The next morning we left bright and early so I could make it back in time for work (and by that I mean that it actually wasn’t “bright” and early because it was still dark outside). When we arrived in Hualien, Carter and I split so he could wait for his luggage (which unfortunately never came) and I could go to school. That night I took Carter to the climbing gym to meet all my friends there and show him my new skills (even though he still showed me up…).

Carter takes on Fu Shi

The next day was a long anticipated day for my school, the day my coworkers and students got to meet the infamous Carter! Since the first day of school all my students were constantly asking me whether or not I had a boyfriend, what he looked like and when they found out that I did they would not stop pestering me to find out if he would visit. When I finally told them when, they could hardly contain their excitement. Two of my fifth graders found out that their birthday coincided with Carter’s arrival and when I informed them that I would bring him to school, they were ecstatic for what they thought was the best birthday present ever.

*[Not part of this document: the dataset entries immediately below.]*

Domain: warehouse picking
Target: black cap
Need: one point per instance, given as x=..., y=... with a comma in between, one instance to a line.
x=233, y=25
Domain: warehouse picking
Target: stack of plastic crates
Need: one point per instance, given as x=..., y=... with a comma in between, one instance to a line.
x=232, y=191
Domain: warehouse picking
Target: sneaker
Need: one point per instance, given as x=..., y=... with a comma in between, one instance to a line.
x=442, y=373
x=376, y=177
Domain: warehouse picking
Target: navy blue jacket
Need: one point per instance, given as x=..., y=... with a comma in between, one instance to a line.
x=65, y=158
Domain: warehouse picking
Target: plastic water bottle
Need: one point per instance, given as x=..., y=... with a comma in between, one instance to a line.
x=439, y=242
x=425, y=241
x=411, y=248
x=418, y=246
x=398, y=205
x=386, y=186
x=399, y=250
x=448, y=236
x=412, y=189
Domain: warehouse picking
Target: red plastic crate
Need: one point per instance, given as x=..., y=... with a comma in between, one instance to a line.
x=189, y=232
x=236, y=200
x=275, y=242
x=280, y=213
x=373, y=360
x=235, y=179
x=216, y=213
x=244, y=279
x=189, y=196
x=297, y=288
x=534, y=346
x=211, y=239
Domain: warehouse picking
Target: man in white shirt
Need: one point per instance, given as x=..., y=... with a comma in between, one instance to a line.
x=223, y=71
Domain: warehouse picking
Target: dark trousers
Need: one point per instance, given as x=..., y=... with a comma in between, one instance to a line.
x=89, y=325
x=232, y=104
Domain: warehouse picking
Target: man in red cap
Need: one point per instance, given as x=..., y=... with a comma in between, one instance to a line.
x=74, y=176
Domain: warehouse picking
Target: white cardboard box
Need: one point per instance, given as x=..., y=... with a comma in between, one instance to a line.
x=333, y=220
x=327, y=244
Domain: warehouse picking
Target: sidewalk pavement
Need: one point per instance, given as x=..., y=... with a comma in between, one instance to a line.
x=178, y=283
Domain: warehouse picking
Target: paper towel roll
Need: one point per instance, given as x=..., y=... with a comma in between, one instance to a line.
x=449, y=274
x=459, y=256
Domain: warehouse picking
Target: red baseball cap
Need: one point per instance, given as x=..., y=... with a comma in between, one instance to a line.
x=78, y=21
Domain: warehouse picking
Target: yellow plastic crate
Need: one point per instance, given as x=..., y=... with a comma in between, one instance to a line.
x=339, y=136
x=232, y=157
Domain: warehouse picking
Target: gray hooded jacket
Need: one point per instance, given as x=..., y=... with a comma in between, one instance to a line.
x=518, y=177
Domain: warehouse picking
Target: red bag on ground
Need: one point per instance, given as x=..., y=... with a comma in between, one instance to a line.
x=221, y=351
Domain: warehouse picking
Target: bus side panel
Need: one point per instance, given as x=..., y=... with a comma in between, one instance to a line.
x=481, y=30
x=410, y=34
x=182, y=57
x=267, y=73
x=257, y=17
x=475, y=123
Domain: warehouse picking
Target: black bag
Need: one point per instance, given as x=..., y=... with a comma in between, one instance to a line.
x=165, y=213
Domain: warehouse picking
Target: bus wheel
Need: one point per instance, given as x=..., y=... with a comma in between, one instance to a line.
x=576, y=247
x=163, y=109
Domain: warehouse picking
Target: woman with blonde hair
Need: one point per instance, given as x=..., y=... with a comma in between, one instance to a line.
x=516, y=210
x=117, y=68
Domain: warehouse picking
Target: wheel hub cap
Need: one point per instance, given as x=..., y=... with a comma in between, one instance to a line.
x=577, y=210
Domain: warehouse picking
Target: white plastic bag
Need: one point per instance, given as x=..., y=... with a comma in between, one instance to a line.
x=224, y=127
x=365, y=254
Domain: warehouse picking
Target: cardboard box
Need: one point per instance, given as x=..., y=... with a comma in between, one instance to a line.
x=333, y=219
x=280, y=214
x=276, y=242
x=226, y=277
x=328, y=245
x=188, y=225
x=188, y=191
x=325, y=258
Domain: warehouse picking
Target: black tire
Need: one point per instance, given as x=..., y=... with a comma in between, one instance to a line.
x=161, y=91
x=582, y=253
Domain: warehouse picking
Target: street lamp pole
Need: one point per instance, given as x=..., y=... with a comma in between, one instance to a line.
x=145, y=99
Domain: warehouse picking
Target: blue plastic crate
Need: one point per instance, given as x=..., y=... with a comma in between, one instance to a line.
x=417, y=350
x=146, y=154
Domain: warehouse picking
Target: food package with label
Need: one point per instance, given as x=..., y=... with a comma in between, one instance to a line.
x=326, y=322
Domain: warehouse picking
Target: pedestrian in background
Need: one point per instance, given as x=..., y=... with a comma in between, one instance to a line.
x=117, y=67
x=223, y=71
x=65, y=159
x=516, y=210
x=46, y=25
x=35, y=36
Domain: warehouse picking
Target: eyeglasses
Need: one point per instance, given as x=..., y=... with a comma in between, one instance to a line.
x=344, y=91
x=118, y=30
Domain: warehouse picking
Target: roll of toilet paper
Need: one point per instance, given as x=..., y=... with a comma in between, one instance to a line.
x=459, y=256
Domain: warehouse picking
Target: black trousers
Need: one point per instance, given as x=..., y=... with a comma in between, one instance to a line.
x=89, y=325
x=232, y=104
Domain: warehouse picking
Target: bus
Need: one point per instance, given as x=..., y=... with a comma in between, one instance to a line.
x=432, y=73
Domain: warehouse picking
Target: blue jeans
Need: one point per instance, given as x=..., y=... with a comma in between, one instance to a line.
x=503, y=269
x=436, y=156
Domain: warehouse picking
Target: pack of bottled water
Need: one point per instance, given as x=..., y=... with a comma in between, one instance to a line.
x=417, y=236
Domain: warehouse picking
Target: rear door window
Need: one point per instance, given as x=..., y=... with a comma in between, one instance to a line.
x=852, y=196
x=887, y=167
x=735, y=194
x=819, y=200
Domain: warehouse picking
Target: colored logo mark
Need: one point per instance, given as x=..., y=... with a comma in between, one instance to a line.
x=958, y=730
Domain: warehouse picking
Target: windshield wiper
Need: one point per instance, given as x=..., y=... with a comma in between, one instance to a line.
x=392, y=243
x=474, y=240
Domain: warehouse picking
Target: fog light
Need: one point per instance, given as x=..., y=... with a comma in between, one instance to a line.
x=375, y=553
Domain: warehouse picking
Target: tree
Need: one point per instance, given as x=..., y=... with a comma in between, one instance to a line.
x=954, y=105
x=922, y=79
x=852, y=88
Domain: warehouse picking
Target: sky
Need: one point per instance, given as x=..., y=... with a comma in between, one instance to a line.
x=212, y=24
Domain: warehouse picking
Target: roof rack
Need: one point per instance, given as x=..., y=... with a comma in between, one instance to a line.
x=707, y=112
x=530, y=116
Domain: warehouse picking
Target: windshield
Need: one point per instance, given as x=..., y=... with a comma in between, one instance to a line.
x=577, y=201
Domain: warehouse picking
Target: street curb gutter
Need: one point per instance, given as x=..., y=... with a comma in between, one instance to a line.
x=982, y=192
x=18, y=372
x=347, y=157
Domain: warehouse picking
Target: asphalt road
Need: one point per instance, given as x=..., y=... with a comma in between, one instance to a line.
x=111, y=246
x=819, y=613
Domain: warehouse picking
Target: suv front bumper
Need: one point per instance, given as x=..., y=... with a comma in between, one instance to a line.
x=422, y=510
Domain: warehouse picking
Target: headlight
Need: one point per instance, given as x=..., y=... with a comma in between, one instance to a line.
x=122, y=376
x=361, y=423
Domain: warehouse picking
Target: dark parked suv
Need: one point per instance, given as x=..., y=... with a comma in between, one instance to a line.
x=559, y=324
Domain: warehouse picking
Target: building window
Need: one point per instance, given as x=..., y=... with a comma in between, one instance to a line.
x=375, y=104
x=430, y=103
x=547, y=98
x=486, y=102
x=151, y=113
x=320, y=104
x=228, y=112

Carter and I rolled up to school fresh and ready to teach (although Carter was looking a bit rumpled because he was going on day three + in the same clothes). We made a beeline for the office and looked out the window to see 70 faces, essentially the whole school, peering into the office to catch a glimpse of Carter. It didn’t take long for the students to overcome their initial shyness, and within the first period they were flocking him. I always joke with Carter that I have to take a fighting stance when I leave the office so that I don’t topple over when my kids run from every direction to hug me, and he couldn’t agree more. The younger kids were clinging to his legs and he was constantly surrounded by a mass of kids yelling at him in Chinese. The office wasn’t even a safe zone as students lined up to come to my desk and ask me to sign off on their English passport book. Some of my coworkers actually had to tell the students to wait outside because the line was too long. Around lunchtime, we suddenly were swarmed with first and second grade students who I don’t even teach. They were running into the office with little Christmas cards that they had made in art class, and to my surprise they were giving them all to Carter! Even though they don’t have English class, their homeroom teachers had taught them to spell “Welcome to Taiwan” and “Hello!” in English. In total Carter got about 15 cards, more than half of the 1st and 2nd grade classes. Throughout the rest of the day, cards kept coming from other students.

Takoyaki and Buddha Heads

When we arrived back to my apartment, we anxiously awaited the arrival of Carters missing luggage. It was 4:55 and we had a train to catch at 5:26 to Taitung. We waited and waited, and I called the delivery guy who insisted that he was only a few minutes away. The luggage finally arrived at 5:20. Carter grabbed the bag, threw it on his shoulders, and together we sprinted to the train. We managed to just barely make it and arrived just as the last people were climbing aboard. I was huffing and puffing, and my bag wasn’t even that heavy! Carter’s however, weighed a million pounds because of all the food and gifts he had brought from the US for me so he was a little grumpy. But we were off to Green Island!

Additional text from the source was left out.